When it comes time to decide how to split your estate, you can be “fair” or “equal.” Sometimes fair is equal, but maybe not. Sometimes equal is also fair.

We have an expression in estate planning: “What’s fair is hardly ever equal, and what’s equal is hardly ever fair.”

Think about it. How does this apply to your family? If daughter is going to take care of mother, so daughter gets the house, is that still fair when mother anticipated that the care would last 10 years but she died after just three months? Does the daughter get 90 percent of the estate when she only helped her mother for a couple of months?

Clients tell me they just want to be fair, and I always ask them to not use that term because I don’t know what it means. I tell them the idea of “fair” only exists in their minds, and everyone else generally has a different idea of what’s “fair” in the family.

I drove by a property recently and remembered when I’d been there a few years ago to meet with the owner. It was an interesting environment because the elder client was mobility impaired and trying to look after her long-term boyfriend who was a raging alcoholic generally known to rant and scream every afternoon as he started drinking.

The client had two daughters and about $4 million in assets.
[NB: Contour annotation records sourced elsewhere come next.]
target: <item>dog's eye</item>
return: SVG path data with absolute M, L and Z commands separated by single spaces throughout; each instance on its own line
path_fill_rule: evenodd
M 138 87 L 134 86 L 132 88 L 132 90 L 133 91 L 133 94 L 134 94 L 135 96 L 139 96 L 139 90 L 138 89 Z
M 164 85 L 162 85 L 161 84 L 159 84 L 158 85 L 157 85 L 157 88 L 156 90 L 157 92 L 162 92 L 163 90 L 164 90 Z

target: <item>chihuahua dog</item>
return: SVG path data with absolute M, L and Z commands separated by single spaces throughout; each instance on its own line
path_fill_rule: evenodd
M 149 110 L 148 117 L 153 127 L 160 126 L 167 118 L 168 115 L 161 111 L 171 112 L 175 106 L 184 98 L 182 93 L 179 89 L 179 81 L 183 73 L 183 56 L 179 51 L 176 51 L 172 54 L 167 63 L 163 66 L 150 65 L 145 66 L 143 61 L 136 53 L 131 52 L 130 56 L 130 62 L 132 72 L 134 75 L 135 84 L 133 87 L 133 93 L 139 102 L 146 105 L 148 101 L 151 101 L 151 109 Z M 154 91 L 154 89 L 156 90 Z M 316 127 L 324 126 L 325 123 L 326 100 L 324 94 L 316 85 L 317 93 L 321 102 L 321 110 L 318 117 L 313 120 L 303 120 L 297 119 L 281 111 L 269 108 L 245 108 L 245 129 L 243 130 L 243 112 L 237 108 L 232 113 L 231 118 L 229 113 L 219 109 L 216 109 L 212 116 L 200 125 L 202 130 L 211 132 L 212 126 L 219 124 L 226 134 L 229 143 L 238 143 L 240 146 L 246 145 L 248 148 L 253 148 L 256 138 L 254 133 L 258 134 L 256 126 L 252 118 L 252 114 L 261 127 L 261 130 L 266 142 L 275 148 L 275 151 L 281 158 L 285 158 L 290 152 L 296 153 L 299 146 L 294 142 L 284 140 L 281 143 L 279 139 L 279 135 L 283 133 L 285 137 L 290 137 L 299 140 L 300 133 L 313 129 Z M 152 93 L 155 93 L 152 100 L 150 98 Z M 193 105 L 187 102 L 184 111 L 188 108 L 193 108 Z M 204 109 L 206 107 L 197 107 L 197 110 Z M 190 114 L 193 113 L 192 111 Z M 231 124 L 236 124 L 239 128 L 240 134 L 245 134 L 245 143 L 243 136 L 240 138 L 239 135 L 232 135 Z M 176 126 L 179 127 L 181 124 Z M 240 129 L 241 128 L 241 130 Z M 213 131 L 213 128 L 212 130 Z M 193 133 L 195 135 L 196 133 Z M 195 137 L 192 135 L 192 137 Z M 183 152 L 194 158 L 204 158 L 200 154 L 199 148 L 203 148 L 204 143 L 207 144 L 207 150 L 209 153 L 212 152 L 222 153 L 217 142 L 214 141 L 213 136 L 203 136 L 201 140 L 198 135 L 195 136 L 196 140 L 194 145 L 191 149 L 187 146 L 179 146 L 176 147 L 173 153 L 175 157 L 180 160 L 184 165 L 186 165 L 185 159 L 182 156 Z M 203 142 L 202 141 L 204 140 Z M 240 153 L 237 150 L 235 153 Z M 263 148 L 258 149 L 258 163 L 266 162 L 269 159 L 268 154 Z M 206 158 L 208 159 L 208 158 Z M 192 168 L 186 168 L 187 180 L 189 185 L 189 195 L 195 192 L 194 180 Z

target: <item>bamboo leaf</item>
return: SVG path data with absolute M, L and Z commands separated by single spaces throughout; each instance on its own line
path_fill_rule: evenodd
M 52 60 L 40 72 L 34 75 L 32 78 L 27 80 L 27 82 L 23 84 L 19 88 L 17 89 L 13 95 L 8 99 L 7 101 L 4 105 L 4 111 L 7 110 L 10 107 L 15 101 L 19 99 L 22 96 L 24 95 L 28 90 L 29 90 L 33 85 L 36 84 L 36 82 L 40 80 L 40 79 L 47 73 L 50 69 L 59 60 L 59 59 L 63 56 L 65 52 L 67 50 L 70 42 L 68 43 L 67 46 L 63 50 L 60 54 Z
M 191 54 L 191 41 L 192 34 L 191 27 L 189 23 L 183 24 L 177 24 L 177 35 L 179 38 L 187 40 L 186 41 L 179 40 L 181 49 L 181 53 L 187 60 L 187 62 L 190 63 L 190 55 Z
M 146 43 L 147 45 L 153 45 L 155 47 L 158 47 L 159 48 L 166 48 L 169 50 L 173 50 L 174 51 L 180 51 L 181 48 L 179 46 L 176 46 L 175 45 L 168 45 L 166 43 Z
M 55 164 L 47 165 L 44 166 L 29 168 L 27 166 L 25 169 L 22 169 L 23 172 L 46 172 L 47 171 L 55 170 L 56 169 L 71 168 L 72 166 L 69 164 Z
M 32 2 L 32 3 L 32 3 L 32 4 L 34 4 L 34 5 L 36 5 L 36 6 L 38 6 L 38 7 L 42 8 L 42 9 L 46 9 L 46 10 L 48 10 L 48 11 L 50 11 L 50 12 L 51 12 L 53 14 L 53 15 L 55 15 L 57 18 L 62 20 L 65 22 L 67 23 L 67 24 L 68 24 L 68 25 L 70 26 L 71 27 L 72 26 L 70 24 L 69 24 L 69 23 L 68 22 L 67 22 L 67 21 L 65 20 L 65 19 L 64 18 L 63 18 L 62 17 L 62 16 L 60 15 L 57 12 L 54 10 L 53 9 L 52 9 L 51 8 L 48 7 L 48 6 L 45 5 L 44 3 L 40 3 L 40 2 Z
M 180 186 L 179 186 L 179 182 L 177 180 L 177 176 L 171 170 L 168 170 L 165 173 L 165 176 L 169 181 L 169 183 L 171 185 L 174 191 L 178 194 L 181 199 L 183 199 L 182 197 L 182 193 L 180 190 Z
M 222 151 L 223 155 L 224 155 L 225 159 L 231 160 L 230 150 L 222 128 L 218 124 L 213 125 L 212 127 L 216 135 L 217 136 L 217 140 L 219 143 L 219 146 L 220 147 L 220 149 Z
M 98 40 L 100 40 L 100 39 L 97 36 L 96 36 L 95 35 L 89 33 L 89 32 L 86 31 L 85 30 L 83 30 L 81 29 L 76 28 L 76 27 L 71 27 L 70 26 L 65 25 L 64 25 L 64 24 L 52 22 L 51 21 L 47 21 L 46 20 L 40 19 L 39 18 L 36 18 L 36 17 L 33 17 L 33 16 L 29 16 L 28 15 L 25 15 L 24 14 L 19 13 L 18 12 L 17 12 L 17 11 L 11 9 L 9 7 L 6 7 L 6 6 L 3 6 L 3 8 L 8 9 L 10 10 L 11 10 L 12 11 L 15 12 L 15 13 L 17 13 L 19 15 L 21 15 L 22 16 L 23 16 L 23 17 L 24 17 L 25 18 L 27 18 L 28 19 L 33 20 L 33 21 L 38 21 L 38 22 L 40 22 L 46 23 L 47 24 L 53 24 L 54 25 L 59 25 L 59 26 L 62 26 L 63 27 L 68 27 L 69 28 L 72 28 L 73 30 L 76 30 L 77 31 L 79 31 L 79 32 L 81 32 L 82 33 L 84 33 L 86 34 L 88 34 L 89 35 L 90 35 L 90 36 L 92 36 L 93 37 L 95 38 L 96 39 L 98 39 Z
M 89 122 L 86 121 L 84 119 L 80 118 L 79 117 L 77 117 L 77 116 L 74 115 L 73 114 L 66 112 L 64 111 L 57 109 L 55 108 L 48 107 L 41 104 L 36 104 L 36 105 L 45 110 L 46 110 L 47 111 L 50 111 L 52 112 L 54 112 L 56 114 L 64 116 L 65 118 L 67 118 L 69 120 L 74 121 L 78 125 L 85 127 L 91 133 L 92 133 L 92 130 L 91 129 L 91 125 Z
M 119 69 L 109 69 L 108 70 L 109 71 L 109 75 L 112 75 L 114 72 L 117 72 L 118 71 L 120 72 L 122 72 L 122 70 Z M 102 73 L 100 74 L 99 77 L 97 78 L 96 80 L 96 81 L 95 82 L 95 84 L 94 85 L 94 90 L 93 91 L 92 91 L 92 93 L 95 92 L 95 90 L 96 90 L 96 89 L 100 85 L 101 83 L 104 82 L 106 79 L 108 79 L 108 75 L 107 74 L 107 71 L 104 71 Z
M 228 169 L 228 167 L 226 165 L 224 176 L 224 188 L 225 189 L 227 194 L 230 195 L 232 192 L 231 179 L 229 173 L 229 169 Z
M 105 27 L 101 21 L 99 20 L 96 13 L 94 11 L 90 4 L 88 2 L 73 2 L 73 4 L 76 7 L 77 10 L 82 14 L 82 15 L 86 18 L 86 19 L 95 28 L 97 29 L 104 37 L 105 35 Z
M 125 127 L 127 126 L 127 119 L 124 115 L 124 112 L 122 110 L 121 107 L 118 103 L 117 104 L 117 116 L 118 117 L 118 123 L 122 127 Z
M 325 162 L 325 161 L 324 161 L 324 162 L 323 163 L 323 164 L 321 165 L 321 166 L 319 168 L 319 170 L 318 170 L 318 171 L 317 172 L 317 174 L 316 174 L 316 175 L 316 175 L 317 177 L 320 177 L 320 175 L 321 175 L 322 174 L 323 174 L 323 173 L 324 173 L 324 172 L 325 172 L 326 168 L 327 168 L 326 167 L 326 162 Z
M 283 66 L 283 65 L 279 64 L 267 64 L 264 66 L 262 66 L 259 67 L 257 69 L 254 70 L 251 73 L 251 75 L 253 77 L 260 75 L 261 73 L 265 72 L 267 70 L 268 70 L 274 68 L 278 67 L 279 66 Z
One daughter was to get $100,000, and the two sons of that daughter were to receive $50,000 each. The other daughter was to get the balance, which would be about $3.8 million. The client didn’t explain her reasoning, but she was very clear-minded, and she knew exactly what she wanted.

The daughter and her sons getting a total of only 5 percent wasn’t to be given the documents, but the daughter getting the other 95 percent was to have a copy sent to her. Rather than feeling grateful, the daughter getting the 95 percent called me four different times criticizing me for doing it all wrong and demanding that I change the documents because “it’s not right that my mother gives $50,000 to each of my sister’s sons and nothing to my sons.”

Really? “Yes,” she said, “my mother needs to give my sons $50,000 each or they’ll be upset. It just isn’t fair!”

With each of the first three calls from the irate daughter, I had to take a deep breath and consider whether this daughter understood basic math. When she called the fourth time to tell me that I had done it all wrong, I took the time to explain the math and explain her mother’s logic.

The sister getting the small share was getting $100,000, and her sons were getting a total of $100,000 for a grand total of $200,000 for that part of the family. The irate sister was getting a total of $3.8 million. The client was afraid that the daughter getting the small share might not share with her sons, so she gave each of those boys $50,000 directly. She thought that upon receiving $3.8 million in tax free inheritance, the irate daughter should be able to figure out on her own how to take care of her own two sons.

And then, like magic, the irate daughter never called again. I was dumbfounded by her rants about no money going directly to her sons, and it’s one of those cases I’ll long remember.